Первым делом я открываю бутылку вишнёвки, последнюю из прошлогодних запасов, у нас такое не купишь, с юга надо везти. Неизвестно, когда я смогу поехать за новой партией, но глупо трястись над последней бутылкой чужого далёкого сладкого крепкого лета. Затем и нужны напитки, чтобы поить друзей. Поэтому я достаю из кармана походный штопор и начинаю аккуратно ввинчивать его в пробку. Шш аж звенит, так волнуется. И Катька там, у себя, в Измаиле тоже волнуется – с ним за компанию. И от себя лично тоже волнуется: хватит ли моего воображения, чтобы ей достался хоть один настоящий глоток?
Наконец пробка побеждена, Шш выдыхает и начинает звенеть ещё громче, но теперь с совершенно другой интонацией, не волнуется, а предвкушает. Я делаю первый глоток, он мой по праву. Совсем не факт, что удастся урвать ещё! Поэтому я собираюсь, концентрируюсь и представляю бутылку в руках у Катьки. Как будто она в шутку её у меня отобрала, сейчас выпьет чуть-чуть и отдаст.
Что из этого получилось, не знаю. Может, Катька расскажет потом. А пока я просто воображаю, как Катька сидит рядом, страшно довольная – и что бутылку у меня отобрала, и что вишнёвка такая отличная. И шепчет: «Пусть Шш нам оставит ещё хоть пару глотков!»
Шш уже так громко звенит от нетерпения, словно он колокольня, и он же на этой колокольне звонарь. Совсем свиньёй надо быть, чтобы и дальше откладывать угощение. Поэтому я поднимаюсь с пня, на котором мы с Катькой по-царски расселись, и медленно двигаясь, даже не то что наощупь, вернее на какую-то странную, даже мне не понятную ощупь, начинаю понемногу, аккуратно, чтобы на как можно большую площадь друга хватило, это тёплое, звенящее, вибрирующее пространство вишнёвым вином поливать.

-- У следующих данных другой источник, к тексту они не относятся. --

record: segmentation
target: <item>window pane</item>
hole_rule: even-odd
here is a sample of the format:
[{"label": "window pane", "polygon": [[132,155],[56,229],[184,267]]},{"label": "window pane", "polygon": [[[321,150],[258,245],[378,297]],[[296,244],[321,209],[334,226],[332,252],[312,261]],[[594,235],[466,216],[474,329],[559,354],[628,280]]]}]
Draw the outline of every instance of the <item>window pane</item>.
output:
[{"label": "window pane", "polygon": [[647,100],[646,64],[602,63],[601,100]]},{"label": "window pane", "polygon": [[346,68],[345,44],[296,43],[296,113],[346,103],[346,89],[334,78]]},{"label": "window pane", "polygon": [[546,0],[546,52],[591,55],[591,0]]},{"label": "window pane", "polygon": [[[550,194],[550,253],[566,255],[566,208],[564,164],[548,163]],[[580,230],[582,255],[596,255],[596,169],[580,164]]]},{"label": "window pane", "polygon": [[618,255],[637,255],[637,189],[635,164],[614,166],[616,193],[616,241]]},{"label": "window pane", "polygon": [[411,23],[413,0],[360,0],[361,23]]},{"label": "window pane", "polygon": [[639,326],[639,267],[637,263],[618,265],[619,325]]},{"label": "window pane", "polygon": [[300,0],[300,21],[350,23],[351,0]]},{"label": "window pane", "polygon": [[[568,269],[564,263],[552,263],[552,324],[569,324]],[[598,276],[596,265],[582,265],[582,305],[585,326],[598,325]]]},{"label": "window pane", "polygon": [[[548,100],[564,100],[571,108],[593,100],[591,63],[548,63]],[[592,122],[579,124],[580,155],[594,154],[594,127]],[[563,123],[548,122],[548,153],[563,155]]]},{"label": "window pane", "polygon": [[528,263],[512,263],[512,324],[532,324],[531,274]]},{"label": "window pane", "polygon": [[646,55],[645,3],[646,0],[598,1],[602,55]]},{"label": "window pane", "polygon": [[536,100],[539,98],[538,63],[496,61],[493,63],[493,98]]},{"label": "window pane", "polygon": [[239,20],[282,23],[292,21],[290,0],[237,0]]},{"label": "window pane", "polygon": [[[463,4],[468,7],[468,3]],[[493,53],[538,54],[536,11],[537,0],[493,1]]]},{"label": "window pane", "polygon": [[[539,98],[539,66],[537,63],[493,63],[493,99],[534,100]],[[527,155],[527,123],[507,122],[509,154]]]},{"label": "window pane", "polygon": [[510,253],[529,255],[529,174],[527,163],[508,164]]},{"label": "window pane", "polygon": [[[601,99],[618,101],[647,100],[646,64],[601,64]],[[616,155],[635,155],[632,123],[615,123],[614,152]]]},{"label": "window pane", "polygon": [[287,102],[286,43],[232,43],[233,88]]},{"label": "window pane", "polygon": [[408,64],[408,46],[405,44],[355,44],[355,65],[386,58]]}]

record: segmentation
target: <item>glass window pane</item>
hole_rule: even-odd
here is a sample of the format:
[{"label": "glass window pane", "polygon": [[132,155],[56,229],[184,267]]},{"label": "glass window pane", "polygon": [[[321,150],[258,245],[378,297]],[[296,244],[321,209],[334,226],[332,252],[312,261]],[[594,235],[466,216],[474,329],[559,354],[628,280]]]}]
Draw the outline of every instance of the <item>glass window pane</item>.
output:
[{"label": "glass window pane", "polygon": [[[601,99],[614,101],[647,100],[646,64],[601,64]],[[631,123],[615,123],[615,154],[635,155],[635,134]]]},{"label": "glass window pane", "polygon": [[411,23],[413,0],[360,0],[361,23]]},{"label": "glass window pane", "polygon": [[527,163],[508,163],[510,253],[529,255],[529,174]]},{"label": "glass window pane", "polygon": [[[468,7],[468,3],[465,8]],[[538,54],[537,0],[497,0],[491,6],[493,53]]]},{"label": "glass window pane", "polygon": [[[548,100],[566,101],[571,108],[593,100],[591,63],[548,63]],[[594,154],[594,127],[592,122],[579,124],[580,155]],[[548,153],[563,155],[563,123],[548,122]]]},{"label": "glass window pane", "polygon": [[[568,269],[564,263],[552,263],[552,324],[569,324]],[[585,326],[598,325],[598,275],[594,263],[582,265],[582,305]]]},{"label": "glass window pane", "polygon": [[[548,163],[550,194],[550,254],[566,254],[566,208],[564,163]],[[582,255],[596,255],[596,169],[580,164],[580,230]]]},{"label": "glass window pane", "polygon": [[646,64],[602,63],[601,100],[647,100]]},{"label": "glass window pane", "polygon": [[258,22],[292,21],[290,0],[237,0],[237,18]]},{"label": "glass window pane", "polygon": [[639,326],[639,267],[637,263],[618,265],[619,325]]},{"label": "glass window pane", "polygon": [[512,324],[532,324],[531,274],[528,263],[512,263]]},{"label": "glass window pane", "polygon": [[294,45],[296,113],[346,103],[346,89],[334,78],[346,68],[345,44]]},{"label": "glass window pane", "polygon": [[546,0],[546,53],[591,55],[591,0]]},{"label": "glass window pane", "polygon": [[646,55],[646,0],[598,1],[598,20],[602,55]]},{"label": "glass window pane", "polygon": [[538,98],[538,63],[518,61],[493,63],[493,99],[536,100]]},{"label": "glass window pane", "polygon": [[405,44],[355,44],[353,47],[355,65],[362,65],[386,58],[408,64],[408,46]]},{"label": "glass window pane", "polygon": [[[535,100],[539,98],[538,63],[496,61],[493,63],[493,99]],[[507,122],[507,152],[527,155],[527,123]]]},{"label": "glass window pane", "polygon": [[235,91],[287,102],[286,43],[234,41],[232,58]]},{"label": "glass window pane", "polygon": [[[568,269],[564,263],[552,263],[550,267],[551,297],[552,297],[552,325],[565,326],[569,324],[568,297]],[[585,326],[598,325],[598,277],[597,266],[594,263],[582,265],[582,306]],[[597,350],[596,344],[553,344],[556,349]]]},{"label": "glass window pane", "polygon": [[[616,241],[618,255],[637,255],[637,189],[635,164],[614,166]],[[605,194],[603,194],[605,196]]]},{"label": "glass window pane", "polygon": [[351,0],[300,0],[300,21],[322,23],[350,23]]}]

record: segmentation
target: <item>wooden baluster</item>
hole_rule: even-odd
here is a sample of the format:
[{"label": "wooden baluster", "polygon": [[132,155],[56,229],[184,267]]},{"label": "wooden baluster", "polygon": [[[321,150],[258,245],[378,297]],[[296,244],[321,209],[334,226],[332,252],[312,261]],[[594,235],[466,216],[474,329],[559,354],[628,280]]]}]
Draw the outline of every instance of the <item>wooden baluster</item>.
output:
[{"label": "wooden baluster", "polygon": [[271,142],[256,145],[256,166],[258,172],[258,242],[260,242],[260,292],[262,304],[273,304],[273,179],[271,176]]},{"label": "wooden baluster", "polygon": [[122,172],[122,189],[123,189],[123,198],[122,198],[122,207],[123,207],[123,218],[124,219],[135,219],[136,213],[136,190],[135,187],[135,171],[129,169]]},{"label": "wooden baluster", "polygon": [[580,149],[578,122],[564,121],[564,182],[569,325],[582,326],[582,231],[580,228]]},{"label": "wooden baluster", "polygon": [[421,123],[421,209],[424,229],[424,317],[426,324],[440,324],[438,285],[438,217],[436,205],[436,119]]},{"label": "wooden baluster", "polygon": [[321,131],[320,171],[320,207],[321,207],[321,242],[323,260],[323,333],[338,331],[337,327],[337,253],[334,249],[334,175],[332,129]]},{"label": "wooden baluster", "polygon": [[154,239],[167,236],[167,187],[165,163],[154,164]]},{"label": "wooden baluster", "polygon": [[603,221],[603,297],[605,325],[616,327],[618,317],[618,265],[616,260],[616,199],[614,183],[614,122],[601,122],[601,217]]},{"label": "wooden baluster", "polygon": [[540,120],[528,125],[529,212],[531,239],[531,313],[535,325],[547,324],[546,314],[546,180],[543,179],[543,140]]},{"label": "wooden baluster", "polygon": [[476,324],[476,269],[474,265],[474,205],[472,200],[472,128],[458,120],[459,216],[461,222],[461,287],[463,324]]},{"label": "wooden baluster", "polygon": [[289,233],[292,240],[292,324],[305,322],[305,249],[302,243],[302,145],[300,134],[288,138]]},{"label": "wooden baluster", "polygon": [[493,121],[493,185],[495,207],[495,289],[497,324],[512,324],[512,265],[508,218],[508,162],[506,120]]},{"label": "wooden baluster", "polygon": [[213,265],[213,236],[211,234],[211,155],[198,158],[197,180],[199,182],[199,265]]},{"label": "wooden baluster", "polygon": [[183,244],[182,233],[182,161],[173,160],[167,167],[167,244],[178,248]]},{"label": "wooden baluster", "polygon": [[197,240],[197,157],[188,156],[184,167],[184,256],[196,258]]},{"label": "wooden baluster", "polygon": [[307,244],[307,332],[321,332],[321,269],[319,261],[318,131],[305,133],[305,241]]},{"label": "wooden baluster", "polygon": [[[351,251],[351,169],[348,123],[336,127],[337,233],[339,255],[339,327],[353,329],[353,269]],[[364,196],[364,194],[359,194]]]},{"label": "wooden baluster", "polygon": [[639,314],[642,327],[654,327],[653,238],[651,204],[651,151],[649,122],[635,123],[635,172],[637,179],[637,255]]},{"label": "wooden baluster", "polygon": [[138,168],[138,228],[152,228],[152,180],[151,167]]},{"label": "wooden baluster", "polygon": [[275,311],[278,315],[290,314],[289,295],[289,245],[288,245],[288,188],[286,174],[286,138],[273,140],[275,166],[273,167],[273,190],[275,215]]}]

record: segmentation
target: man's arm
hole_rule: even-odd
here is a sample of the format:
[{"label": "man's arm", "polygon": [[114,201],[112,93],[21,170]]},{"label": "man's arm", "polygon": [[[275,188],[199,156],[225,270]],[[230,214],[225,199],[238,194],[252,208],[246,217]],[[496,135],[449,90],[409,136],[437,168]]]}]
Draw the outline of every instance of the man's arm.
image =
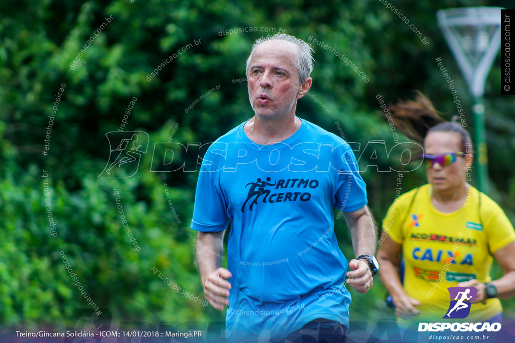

– Класс! – наконец говорит Шш. Он теряет дар речи, когда взволнован, но заново обретает его после примерно шестого глотка. – Какое вино у тебя отличное! А будет ещё такое? А когда?
– Не знаю, – честно отвечаю я. – Надеюсь, когда-нибудь будет. У нас такое не продаётся. Далеко надо ехать за ним.
– Далеко ехать? – вопреки ожиданиям, Шш не огорчается, а ликует. – Путешествия? Приключения? Чур, я поеду с тобой!
– Договорились, – киваю. – Когда соберусь, скажу.
Раздавать такие обещания легче лёгкого. Шш даже билета не надо. Воображаемые друзья – идеальные спутники; впрочем, справедливости ради. Шш не только воображаемый, но и вполне, иногда даже слишком остро ощущаемый друг.
«Вишнёвка, – думает Катька там, у себя, в Измаиле. – Это точно была вишнёвка. У меня до сих пор её вкус на губах».
Интересно, конечно, что она потом скажет. Или напишет; неважно, лишь бы она сама. Потому что воображение у меня, конечно, крутое. Но я не всегда могу отличить свои мысли как бы от имени Катьки от того, что она на самом деле думает или говорит.
Вот это, конечно, проблема. Я имею в виду, с одной стороны, Катька, если уж не может приехать, пусть будет хотя бы воображаемая, лучше так, чем совсем никакой. И с Шш мы отлично вместе гуляем, в сто раз круче, чем с любыми приятелями, может, только в детстве с друзьями мне было так хорошо. Но с другой стороны, я живой человек, и мне хочется хоть какой-то определённости. Например, точно знать, что Катька действительно попробовала вишнёвку. И что Шш – не плод моего воображения, а отдельное, самостоятельное, пусть даже совершенно непостижимое существо. И что вишнёвку я сейчас не просто выливаю на землю, а его угощаю. И ему действительно, а не только в моих фантазиях хорошо.
– Эй, чего ты грустишь? – спрашивает Шш, который пьян и страшно доволен, но всё-таки не настолько, чтобы не заметить моего настроения. – Если тебе слишком мало досталось, выпей побольше, – великодушно предлагает он. – Не обязательно мне прямо всё отдавать.
– Спасибо, друг, – отвечаю. – Ты лучше всех в мире. Я, пожалуй, и правда…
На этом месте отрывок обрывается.